平成23年3月11日に発生した「東日本大震災」では、発災直後から業界をあげて被災地への救援物資の緊急輸送に取り組み、国による緊急輸送として1,925台、都道府県による緊急輸送として8,702台のトラックが被災地に物資を届けました。
また、近年頻発する自然災害に伴う緊急支援物資輸送に加え、令和2年2月~4月には、新型コロナウイルス感染症の感染拡大に伴う帰国者滞在施設向けの物資輸送などにも対応しました。
直近では、令和6年1月に発生した「能登半島地震」においても、多数の緊急支援物資輸送のトラックを出動させています。
◆主な緊急支援物資輸送の実績
◆関連刊行物
東日本大震災における緊急支援物資輸送活動の記録
令和6年能登半島地震 緊急支援物資輸送等活動記録
< 災害対策基本法に基づく指定公共機関 >
平成26年8月、全日本トラック協会は「災害対策基本法」に基づく指定公共機関として、内閣総理大臣から指定されました。また、東日本大震災の経験や、首都直下型地震等の被害想定を踏まえ、官民一体となった取り組み強化の一環として、津波防災の日を中心とした各種防災訓練を実施し、指定公共機関としての役割を果たすなど、今後も名実ともに災害時緊急輸送の中枢機能を果たすことが期待されています。

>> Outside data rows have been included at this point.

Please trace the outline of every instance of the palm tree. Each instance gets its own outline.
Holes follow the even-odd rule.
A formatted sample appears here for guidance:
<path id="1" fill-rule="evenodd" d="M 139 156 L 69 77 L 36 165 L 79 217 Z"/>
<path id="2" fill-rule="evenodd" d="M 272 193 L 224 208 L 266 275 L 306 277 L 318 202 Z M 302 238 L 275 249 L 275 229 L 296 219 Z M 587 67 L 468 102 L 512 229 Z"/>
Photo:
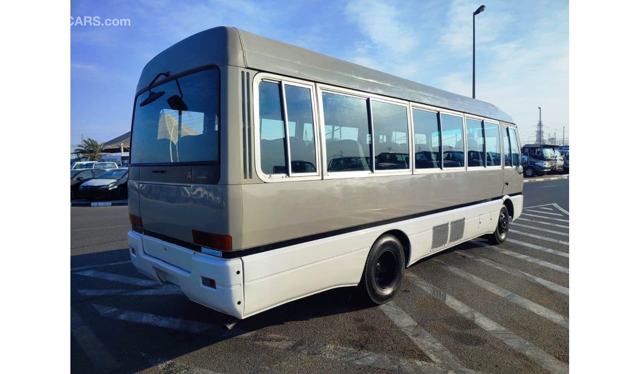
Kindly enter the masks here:
<path id="1" fill-rule="evenodd" d="M 97 161 L 102 158 L 105 148 L 104 143 L 88 137 L 83 139 L 82 144 L 78 144 L 74 152 L 80 153 L 81 157 L 86 157 L 90 161 Z"/>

なお、全ての都道府県トラック協会では、自治体と災害時の輸送協定を締結し、いざという時のための万全の緊急輸送体制を構築しています。
災害対策基本法に基づく指定公共機関の指定について
全日本トラック協会防災業務計画
< 災害物流専門家の育成 >
緊急物資輸送を円滑に行うためには、災害対策本部や末端の物資集積地等さまざまな現場において、的確に輸送計画を策定し、諸調整や現場の作業指示等を行うことが重要です。
全ト協では、こうしたノウハウを有する人材を「災害物流専門家」と位置付け、災害物流専門家が果たすべき役割や、災害物流専門家を育成するための手法等についてプログラムを策定し、令和2年度から育成研修をスタートしています。
< 緊急給油ネットワークの構築 >
東日本大震災を教訓に、緊急物資輸送車両の燃料確保のため、トラック運送事業者および協同組合の自家用燃料スタンドを活用した緊急給油ネットワークを整備しています。